Earlier this week, Bob Blackman MP wrote a superbly argued piece urging the International Olympic Committee (IOC) to commemorate the 1972 Munich massacre of Israeli athletes at this summer’s games in London.

Of course, the IOC will do no such thing. Like most international bodies (sporting or otherwise) it is far more concerned with indulging the anti-Zionist bigotry of the Arab and Muslim world than doing the right thing by the families of a bunch of pesky Jewish athletes who had the temerity to get themselves slaughtered.

But the grossness of what the IOC will not countenance finds a telling mirror image in terms of what it will countenance, as revelations this week of its appeasement of Saudi Arabia’s gender apartheid testify clearly.
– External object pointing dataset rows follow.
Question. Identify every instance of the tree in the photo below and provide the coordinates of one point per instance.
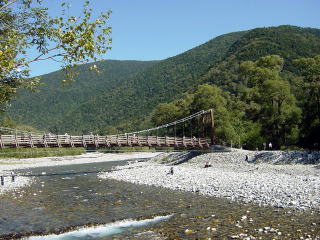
(310, 70)
(274, 105)
(66, 39)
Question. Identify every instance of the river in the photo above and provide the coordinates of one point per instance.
(63, 199)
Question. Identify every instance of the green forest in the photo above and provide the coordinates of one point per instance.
(263, 84)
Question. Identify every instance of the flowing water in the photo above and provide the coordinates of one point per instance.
(71, 202)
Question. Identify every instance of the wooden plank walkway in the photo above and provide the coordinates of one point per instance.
(30, 141)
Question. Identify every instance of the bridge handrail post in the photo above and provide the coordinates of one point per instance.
(45, 141)
(16, 140)
(118, 142)
(107, 141)
(83, 141)
(58, 141)
(31, 141)
(96, 140)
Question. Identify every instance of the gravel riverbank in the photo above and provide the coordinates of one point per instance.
(9, 165)
(280, 179)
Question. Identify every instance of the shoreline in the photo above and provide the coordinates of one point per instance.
(9, 165)
(231, 176)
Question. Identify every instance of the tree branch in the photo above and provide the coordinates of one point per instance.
(7, 5)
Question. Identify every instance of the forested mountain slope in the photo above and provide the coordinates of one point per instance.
(138, 95)
(289, 42)
(128, 98)
(53, 101)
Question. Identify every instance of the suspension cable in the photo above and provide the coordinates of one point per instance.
(170, 124)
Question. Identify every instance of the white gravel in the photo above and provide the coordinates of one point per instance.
(230, 176)
(13, 186)
(8, 165)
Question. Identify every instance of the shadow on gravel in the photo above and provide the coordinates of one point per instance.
(286, 157)
(184, 157)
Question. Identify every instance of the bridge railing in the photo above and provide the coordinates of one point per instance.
(49, 140)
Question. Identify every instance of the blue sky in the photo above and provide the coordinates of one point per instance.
(158, 29)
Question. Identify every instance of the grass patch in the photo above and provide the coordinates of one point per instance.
(39, 152)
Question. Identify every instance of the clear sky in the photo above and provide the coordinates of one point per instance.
(158, 29)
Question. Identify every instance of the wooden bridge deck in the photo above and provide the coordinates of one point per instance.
(30, 141)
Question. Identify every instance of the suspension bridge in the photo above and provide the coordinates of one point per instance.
(143, 138)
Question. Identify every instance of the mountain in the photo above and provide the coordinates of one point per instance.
(52, 102)
(140, 93)
(128, 96)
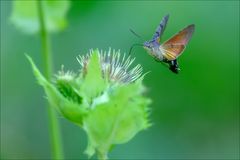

The Daily Telegraph reports that a meeting in Quebec on Thursday of the IOC board on the matter ended in stalemate, meaning that Saudi Arabia will, in all probability, not send a single female athlete to the London Olympics.

It was the last opportunity for the IOC to impose sanctions and they will now rely on persuading the Saudi authorities to at least send a token woman to save them from a roasting by rights groups. (They’re said to be optimistic since the tokenism strategy has worked with Brunei, which may send one woman athlete, and Qatar, which has agreed to send as many as two!)

In the context of the IOC’s deference to sexism, the Telegraph article (the only one on the subject that  I have so far seen in the British or European media) quotes the following from the IOC charter: “any form of discrimination with regard to a country or a person on grounds of race, religion, politics, sex or otherwise is incompatible with belonging to the Olympic Movement”.

But as with so many bodies in the international community, where such noble statements of principle conflict with prevailing prejudices in Islamic nations – whether against Israel or against women – they are rendered null and void.

Both issues should be cause for great concern among people of goodwill the world over. But, as this year’s host nation, there is a particular obligation on Britain to protest against such shabby practices and make it clear that though they may be in line with IOC values they are not in line with British ones.

So, will Prime Minister Cameron rise to the challenge? Or will he skulk in silence on the sidelines, proving right those of his critics who say that this is a prime minister who doesn’t really stand for much at all?